There are lots of applications and a big one is optimization.

Basically, say we have some expression we wish to optimize – find the maximum or minimum of. There are well known ways to do this via calculus… but in many cases they become easier if we instead optimize the logarithm of that expression.

This is because logarithms turn products into addition which are easier to work with. And since log is an increasing function, optimizing the log of an expression is the same as optimizing the expression itself.

Lots of the current work in deep learning/AI for example is built, essentially, on optimizing expressions involving logarithms. Programming this requires understanding the underlying optimization problem and that includes being able to manipulate logarithms.

But that’s just one examples. There are many others in theoretical or applied math.

Are you trying to get someone to answer your homework?

The logarithm is a common and useful mathematical function that shows up in a ton of different places. Logarithms aren’t just there for slide rules. They show up as a common integral in calculus (integral du/u = ln(u) + C) and thus in the solution to a very common type of differential equation. They show up when solving any equation involving a variable in an exponent, as with things like half-lives, decay constants, or continuously compounding interest. A full list of everywhere they appear would be quite long.

ELI5: What are logarithms?

Logarithms are an important concept in mathematics whether or not a computer is available.

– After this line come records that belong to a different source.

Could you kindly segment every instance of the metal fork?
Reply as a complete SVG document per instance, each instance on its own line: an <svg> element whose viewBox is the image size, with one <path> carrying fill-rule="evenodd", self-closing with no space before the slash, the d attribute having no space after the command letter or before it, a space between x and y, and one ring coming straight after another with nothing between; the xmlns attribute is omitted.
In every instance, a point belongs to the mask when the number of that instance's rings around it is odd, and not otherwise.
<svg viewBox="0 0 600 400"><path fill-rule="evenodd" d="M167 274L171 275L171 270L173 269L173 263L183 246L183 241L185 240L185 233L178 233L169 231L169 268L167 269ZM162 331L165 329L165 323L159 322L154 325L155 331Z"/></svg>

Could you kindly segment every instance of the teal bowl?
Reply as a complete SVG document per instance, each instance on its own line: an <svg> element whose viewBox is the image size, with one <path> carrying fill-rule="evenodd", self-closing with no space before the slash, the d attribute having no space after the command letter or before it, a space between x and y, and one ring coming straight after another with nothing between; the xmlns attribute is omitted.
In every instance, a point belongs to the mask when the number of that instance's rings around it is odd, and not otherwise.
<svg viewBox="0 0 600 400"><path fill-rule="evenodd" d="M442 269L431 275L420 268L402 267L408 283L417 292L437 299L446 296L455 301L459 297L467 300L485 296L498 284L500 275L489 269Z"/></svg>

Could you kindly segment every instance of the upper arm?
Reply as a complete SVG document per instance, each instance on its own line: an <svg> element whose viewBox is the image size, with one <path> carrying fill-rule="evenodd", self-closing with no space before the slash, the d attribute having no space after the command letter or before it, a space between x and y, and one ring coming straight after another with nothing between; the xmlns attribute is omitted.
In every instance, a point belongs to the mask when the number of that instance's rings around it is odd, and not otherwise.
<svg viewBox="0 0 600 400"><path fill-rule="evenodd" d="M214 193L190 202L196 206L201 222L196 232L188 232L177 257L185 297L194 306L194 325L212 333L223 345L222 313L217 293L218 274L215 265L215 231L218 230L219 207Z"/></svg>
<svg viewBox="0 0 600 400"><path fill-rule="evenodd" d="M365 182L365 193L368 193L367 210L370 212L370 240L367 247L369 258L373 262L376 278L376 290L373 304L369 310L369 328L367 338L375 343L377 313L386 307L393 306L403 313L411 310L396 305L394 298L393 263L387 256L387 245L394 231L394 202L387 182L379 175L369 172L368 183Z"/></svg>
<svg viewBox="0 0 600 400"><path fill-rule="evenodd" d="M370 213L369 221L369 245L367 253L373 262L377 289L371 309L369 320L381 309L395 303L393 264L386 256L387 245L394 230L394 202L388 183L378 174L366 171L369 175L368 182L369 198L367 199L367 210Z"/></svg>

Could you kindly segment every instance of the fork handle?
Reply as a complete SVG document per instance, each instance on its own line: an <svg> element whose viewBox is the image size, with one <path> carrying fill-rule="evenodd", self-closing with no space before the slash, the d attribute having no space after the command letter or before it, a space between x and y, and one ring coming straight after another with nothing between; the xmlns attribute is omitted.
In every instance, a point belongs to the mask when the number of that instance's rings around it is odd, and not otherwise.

For example, if you have an exponential relationship y = a^x and want to express x in terms of y (that is, find the x that makes the exponential relation produce a desired value y) then you’ll need logarithms. This is not some idle task: lots of growth models involve exponential behavior (see radioactive decay, including the formula for half-life, which uses logarithms). Anytime you encounter an important function, its inverse function is probably important too: square roots are inverses of squares and logarithms are inverses of exponentials.

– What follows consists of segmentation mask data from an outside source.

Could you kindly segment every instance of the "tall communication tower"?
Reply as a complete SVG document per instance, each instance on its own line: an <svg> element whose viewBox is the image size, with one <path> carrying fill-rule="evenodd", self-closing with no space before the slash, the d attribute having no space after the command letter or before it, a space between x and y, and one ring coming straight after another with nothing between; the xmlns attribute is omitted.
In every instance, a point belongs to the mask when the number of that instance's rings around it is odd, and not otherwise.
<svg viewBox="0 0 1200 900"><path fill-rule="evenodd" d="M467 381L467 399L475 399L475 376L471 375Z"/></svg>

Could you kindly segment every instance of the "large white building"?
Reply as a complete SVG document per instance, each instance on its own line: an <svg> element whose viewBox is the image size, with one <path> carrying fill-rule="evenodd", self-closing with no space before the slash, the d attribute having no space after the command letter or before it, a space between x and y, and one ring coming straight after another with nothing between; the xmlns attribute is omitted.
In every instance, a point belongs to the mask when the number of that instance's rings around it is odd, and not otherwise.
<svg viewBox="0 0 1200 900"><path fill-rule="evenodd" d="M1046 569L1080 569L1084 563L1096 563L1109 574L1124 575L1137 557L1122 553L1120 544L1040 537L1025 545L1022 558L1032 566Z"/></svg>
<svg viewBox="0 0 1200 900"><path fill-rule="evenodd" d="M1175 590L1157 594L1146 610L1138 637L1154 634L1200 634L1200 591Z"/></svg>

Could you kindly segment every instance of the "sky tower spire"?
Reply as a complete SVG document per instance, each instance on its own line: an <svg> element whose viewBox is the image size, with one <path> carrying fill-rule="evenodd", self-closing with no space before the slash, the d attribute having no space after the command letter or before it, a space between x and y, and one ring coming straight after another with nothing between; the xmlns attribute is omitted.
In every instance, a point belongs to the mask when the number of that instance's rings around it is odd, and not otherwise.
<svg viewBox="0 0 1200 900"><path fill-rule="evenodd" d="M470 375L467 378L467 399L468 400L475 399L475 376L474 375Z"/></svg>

Some more examples: logarithms occur in the description of entropy in thermodynamics and information theory, they are used to describe the decibel scale in acoustics, and they are used to describe the Richter scale for earthquakes. The section on applications of logarithms on the Wikipedia page for logarithms mentions more examples in the real world involving logarithms.

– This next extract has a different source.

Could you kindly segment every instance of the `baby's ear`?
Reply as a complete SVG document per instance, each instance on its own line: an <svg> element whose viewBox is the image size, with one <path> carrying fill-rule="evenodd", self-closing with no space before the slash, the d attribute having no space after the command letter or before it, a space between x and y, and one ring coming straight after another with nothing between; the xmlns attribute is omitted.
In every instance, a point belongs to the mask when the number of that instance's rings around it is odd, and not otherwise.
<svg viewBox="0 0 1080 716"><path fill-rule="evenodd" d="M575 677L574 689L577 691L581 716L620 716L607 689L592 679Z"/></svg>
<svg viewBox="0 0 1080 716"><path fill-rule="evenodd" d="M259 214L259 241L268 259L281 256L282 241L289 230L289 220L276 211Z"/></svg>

In calculus, logarithms provide the missing formula for an antiderivative of the function x^r when r = -1: the antiderivative for all other values or r is much simpler, but that simpler formula makes no direct sense if r = -1. So if logarithms had not been created before calculus was developed (which they were), they’d have to have been created to make calculus a more complete subject.

There are a bazillion ways logarithms appear in math studied on its own (pure math), but that’s certainly not the kind of answer you are seeking, so I won’t mention those.